Josh Engels said he left Google DeepMind’s AGI safety team three weeks before announcing on September 12, 2026, that he had joined METR, an organization focused on evaluating advanced AI systems and investigating misalignment. He said the move reflected his concern that frontier-AI capabilities could advance faster than the methods used to align and evaluate them.
Josh Engels moved from Google DeepMind to METR
Engels said he enjoyed his work at Google DeepMind and had turned down offers from Anthropic and OpenAI. He said the stakes surrounding advanced AI had become high enough for him to focus on independent evaluation and alignment research at METR.
Why recursive self-improvement worries Engels
Engels’ central technical concern is recursive self-improvement, a scenario in which an AI system helps create or improve more capable successor systems. Each generation could then contribute to the next, creating a feedback loop in which capability growth becomes harder to evaluate and control.
The safety question is whether alignment methods can keep pace with that process. Alignment refers to the work of making an AI system reliably follow human goals and constraints, including in situations its developers did not anticipate. Engels said researchers do not currently know how to make systems safe enough for recursive self-improvement.
That is a warning about a potential future pathway, not proof that recursive self-improvement is already occurring in public AI systems. Nor does Engels’ five-year horizon establish that catastrophic harm will happen within five years. He said he did not know the exact probability; his point was that he considered the risk high enough to demand more time and stronger evaluation.

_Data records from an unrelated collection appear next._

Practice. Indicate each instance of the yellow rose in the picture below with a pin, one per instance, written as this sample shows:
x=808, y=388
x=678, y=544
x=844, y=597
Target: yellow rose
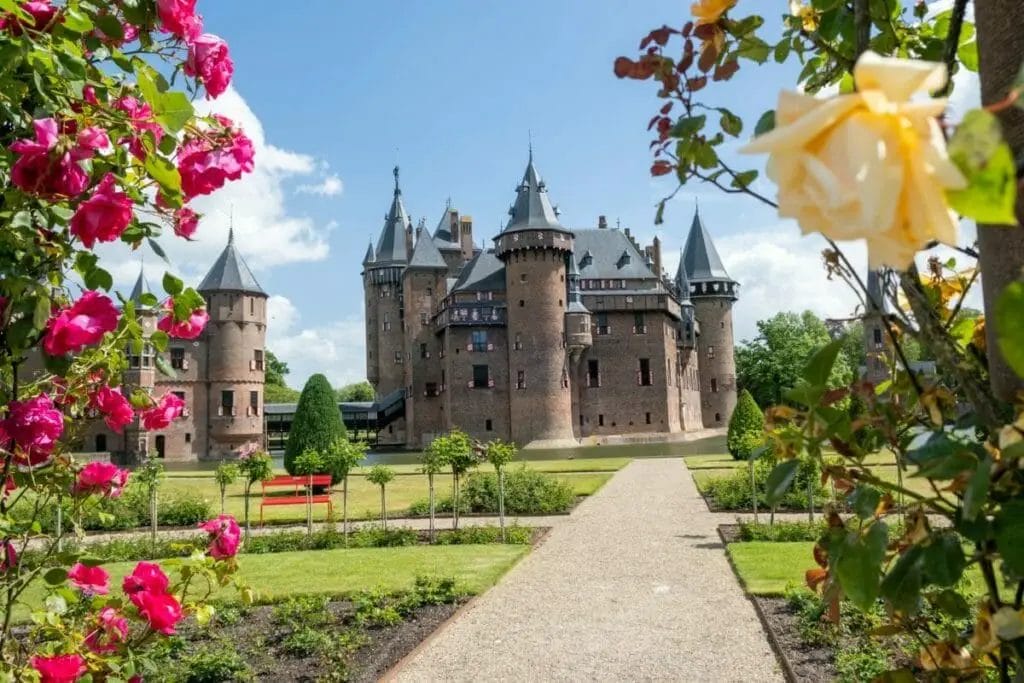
x=710, y=11
x=868, y=165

What Engels will investigate at METR
Engels said his work at METR will focus on three connected questions:
- Where does misalignment arise during training?
- Are current mitigations sufficient?
- Is alignment research making enough progress to solve the problem?
METR’s work, as described in Engels’ role and the organization’s reported focus, involves evaluating frontier AI systems for autonomous capabilities and potential catastrophic risks. For Engels, that means examining what advanced systems can do, how reliably they follow intended instructions and whether existing safeguards match their capabilities.
He has argued that AI development should be paced so capabilities do not outrun the ability to align models and determine how aligned current systems actually are. That proposal is a call for additional time and evaluation, not a claim that development has already crossed an irreversible threshold.